Near-UV laser light is used for soft tissue treatment for several years now. In first applications the light was delivered directly from the laser, but for in vivo treatment more flexibility was needed. Multi-mode fibers can be used to achieve a high output power coupled from multi-mode lasers. If fiber bundles are used the power can be increased additionally. But the power density on the treated tissue does not rise proportionally, because of the larger spot. A better ablation can be achieved with a Gaussian beam profile coming from a single-mode fiber. Higher beam quality and higher intensity from a small single-mode core produce power densities in the order of kW/cm2 in a focus spot smaller than 100 μm. If the laser therapy is used with the scanning fiber endoscope, treatment in between imaging spirals can be employed and only a single fiber is required. 405 nm laser-induced fluorescence may be able to produce both wide-field fluorescence imaging and laser therapy in a single laser. However additional wavelengths combiners and dual-clad couplers are necessary for multi-wavelength reflectance imaging requiring increased input power to compensate for the losses of these devices. This leads to very high intensities at the fiber coupler and damage will occur at this interface. Differences in damage rate due to differently treated fiber end-faces will be discussed. We suggest a new loss mechanism which is basal for the end-face damage and show miscellaneous methods to reduce the occurring damage and enhance the system lifetime.

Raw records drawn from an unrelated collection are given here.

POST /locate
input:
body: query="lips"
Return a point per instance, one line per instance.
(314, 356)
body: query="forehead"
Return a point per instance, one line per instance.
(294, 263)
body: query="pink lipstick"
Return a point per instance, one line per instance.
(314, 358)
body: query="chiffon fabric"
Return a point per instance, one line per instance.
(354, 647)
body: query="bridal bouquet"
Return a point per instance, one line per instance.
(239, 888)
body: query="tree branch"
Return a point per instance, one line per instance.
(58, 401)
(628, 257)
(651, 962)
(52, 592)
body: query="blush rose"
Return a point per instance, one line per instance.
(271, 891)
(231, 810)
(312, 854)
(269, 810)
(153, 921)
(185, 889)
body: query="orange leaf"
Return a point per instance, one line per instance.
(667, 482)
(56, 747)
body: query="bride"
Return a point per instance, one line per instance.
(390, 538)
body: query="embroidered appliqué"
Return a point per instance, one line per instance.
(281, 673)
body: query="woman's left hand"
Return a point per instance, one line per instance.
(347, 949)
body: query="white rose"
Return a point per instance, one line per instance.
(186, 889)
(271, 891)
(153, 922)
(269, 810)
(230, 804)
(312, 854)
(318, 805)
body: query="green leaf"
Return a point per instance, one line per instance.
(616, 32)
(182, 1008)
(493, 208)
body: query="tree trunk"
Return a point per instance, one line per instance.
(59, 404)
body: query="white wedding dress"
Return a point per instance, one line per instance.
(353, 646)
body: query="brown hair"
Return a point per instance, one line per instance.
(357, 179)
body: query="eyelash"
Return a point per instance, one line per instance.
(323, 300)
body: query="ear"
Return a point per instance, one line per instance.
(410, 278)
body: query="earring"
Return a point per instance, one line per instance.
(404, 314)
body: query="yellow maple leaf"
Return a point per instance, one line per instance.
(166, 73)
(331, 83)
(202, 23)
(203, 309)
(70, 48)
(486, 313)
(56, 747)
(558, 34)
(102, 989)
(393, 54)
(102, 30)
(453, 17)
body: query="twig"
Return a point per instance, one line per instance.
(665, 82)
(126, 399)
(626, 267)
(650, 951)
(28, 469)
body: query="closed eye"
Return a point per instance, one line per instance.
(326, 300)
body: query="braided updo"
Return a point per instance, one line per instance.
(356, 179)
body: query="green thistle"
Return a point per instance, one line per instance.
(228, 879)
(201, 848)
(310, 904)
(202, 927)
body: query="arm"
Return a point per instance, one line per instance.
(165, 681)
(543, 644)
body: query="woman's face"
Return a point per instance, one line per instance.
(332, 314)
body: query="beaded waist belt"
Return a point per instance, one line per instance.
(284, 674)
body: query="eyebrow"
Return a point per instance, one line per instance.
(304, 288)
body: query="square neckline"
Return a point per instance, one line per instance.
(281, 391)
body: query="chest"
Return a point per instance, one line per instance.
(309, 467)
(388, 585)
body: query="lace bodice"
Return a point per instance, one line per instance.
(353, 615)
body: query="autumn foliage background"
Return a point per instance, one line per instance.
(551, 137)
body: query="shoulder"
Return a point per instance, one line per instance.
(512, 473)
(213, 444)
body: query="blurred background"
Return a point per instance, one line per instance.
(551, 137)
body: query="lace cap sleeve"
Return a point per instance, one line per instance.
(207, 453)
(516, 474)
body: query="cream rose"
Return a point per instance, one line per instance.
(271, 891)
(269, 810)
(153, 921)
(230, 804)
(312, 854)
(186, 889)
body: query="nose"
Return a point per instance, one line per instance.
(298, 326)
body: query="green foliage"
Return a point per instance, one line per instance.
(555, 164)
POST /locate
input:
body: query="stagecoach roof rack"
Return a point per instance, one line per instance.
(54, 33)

Influence of high power 405 nm multi-mode and single-mode diode laser light on the long-term stability of fused silica fibers

As the demand for high power fiber-coupled violet laser systems increases existing problems remain. The typical power of commercially available diode lasers around 400 nm is in the order of 100 to 300 mW, depending on the type of laser. But in combination with the small core of single-mode fibers reduced spot sizes are needed for good coupling efficiencies, leading to power densities in the MW/cm2 range. We investigated the influence of 405 nm laser light irradiation on different fused silica fibers and differently treated end-faces. The effect of glued-and-polished, cleaved-and-clamped and of cleaved-and-fusion-arc-treated fiber end-faces on the damage rate and behavior are presented. In addition, effects in the deep ultra-violet were determined spectrally using newest spectrometer technology, allowing the measurement of color centers around 200 nm in small core fibers. Periodic surface structures were found on the proximal end-faces and were investigated concerning generation control parameters and composition. The used fiber types range from low-mode fiber to single-mode and polarization-maintaining fiber. For this investigation 405 nm single-mode or multi-mode diode lasers with 150 mW or 300 mW, respectively, were employed.